Fey urged people to combat the potential violence this Saturday by supporting a local business, "like a Jewish-run bakery or an African-American-run bakery," instead of "participating in the screaming matches" with Nazis.

"Order a cake with the American flag on it -- like this one -- and just eat it," she said as she shoveled forkfuls of a Patriotic sheet cake into her mouth.

"Love is love," she said with a mouthful of cake. "And the next time when you see [inaudible] white boys, boys in polo shirts screaming about taking our country back, and you wanna scream, 'It's not our country. We stole it from the Native Americans. We stole it from the Native Americans, and when they have a peaceful protest...we shoot at them with rubber bullets, but we let you chinless turds march through the streets with semiautomatic weapons.'"

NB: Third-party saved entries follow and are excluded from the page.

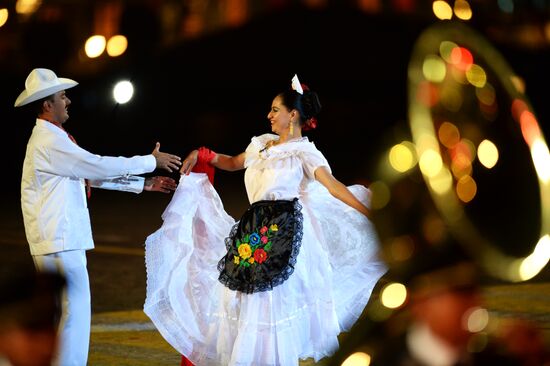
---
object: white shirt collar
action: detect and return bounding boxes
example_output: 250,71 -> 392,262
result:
36,118 -> 68,137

"And when you wanna yell that," she said looking at "Weekend Update" anchor Colin Jost, "don't yell that at the Klan, Colin, yell it into the cake."

"Also, who drove the car into the crowd?! Hillary's emails?!" Fey yelled as she continued to tear into the cake. "Sheetcaking is a grassroots movement, Colin. Most of the women I know have been doing it once a week since the election!"